Il eût été plus intelligent même si nous le concédons bien volontiers, pas très moral, de commencer par là. « On se demande avec angoisse si, en allant dès l’origine, jusqu’au bout des concessions inévitables, on n’aurait pas évité la tragédie » 22
Février 2005, Pyongyang se proclame officiellement puissance nucléaire, et rejette le moratoire nucléaire qu’il s’était engagé à respecter et se retire des négociations multilatérales.

Le 5 juillet 2006 la Corée procède au tir de sept missiles dont un à longue portée, mais qui probablement épuisé par une telle course, s’abîme en mer.

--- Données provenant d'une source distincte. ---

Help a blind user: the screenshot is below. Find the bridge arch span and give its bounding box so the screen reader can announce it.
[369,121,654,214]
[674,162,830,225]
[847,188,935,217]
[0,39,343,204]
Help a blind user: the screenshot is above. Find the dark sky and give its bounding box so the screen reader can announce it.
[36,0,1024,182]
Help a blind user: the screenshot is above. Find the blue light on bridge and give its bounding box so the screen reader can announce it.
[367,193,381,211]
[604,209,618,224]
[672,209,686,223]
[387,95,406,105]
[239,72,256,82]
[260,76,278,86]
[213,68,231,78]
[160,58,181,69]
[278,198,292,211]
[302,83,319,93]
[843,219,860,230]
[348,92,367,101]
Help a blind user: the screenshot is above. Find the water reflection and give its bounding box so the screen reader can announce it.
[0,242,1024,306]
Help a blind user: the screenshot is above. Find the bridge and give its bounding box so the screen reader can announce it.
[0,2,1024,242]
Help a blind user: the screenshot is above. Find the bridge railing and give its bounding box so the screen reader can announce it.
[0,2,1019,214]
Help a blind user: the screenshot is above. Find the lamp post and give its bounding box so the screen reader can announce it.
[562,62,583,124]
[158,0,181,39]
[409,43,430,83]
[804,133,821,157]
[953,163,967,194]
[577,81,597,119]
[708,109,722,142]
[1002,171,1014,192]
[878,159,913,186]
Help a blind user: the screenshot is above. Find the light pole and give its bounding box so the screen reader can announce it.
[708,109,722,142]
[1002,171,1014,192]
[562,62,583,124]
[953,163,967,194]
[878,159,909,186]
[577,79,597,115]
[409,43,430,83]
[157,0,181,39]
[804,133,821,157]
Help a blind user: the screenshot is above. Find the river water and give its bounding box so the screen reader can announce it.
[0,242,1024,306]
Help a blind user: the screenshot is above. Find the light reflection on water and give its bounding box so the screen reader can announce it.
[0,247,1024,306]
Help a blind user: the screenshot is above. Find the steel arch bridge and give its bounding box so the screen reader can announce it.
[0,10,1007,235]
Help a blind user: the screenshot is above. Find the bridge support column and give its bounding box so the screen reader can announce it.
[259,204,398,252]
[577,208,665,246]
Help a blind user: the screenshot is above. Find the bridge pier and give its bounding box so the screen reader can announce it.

Signe de l’absence de stratégie, le Conseil de Sécurité adopte la résolution 1695. L’observateur attentif eut été surpris de constater que cette résolution eût pu être suivie du plus petit effet. Afin que la Chine et la Russie votassent ce texte, il avait fallu le vider de sa substance et l’émasculer de ses sanctions.

Nouvelle discipline des relations internationales que l’on va bien entendu s’empresser de renseigner et d’enseigner dans les universités les plus prestigieuses ! À n’en pas douter Koba, l’ex séminariste de Tiflis alias le « Père des peuples » et Lev Davidovitch Bronstein n’y auraient même pas songé !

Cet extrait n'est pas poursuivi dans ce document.